Abrams Books/Big Life Editions, 2010. 192 pp., 90 illustrations
Nick Brandt is a Los Angeles based videogapher who has followed his passion for photographing the wild animals of East Africa for the past 14 years.
With his medium-format film camera in hand, Brandt spends weeks following and becoming accepted by his subjects, before waiting for favourable combinations of lighting and behaviour.
The resulting photographs are nothing short of spectacular.
Featuring 300-line quadtone reproductions, printed under Brandt’s supervision, the tonal quality of his book On This Earth, A Shadow Falls is exceptional, the offset reproductions closely matching the rich, velvety tonality and detail of the original prints.
Brandt describes his photographs as portraits, which depict cheetahs, rhinos, giraffes and elephants, stampeding, grazing, and wading through the equally untamed grandeur of the Serengeti.
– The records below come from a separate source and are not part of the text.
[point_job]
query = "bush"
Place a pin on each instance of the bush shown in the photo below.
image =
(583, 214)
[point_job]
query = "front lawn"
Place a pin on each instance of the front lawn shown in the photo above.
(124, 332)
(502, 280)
Of Brandt’s post-processing skills, Don Burmeister from The New York Photo Review says:
The controlled burning and dodging, increased contrast, blurring and vignetting of the images serves to accentuate the subjects far beyond what even the best darkroom technician could ever achieve. As a side note, the treatment of grain in these images is particularly lush, the use of sepia and black (rather than black and white) gives an almost fresco-like texture to the prints which allows the white highlights to pop.
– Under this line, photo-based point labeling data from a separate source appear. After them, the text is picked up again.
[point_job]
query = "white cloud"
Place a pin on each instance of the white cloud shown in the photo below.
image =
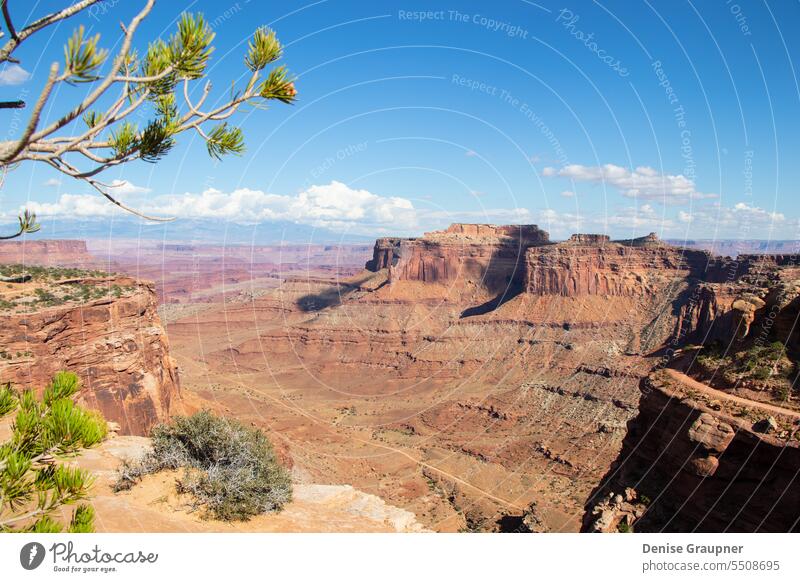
(124, 188)
(739, 221)
(333, 205)
(643, 182)
(13, 74)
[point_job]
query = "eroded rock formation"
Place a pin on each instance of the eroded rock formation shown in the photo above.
(116, 345)
(46, 252)
(697, 468)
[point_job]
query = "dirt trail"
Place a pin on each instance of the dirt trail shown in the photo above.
(203, 369)
(704, 388)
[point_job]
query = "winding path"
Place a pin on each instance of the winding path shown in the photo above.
(719, 394)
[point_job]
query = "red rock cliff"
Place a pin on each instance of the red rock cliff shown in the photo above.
(484, 254)
(593, 265)
(699, 469)
(46, 252)
(117, 347)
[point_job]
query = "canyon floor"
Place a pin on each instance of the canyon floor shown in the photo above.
(470, 380)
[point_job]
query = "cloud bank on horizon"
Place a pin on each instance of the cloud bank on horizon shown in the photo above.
(339, 207)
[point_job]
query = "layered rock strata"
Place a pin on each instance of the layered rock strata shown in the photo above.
(116, 345)
(685, 466)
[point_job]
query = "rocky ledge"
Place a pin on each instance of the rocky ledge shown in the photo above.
(689, 463)
(116, 345)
On This Earth, A Shadow Falls includes introductions by Jane Goodall, Alice Sebold, Vicki Goldberg, Peter Singer and Nick Brandt. Each copy is signed by the artist.
Here are some more images for your viewing pleasure… these are obviously best appreciated large, so be sure to click for bigger versions!
In one of the essays accompanying this volume, novelist Alice Sebold aptly describes Brandt’s intimate portraits, like this image above featuring a lion in Kenya’s Masai Mara National Reserve, as having “the haunting resonance of the photographs of Civil War generals long dead.”
I visited Africa in 2010 and really enjoyed my first experience of getting up close and personal with the wildlife in Botswana and photographing them in their natural habitat – of course, the resulting images were nothing like these, but I had lots of fun in the process!
I’m looking forward to receiving my copy of Nick Brandt’s book which is winging its way to me as I type – do these images resonate with you too?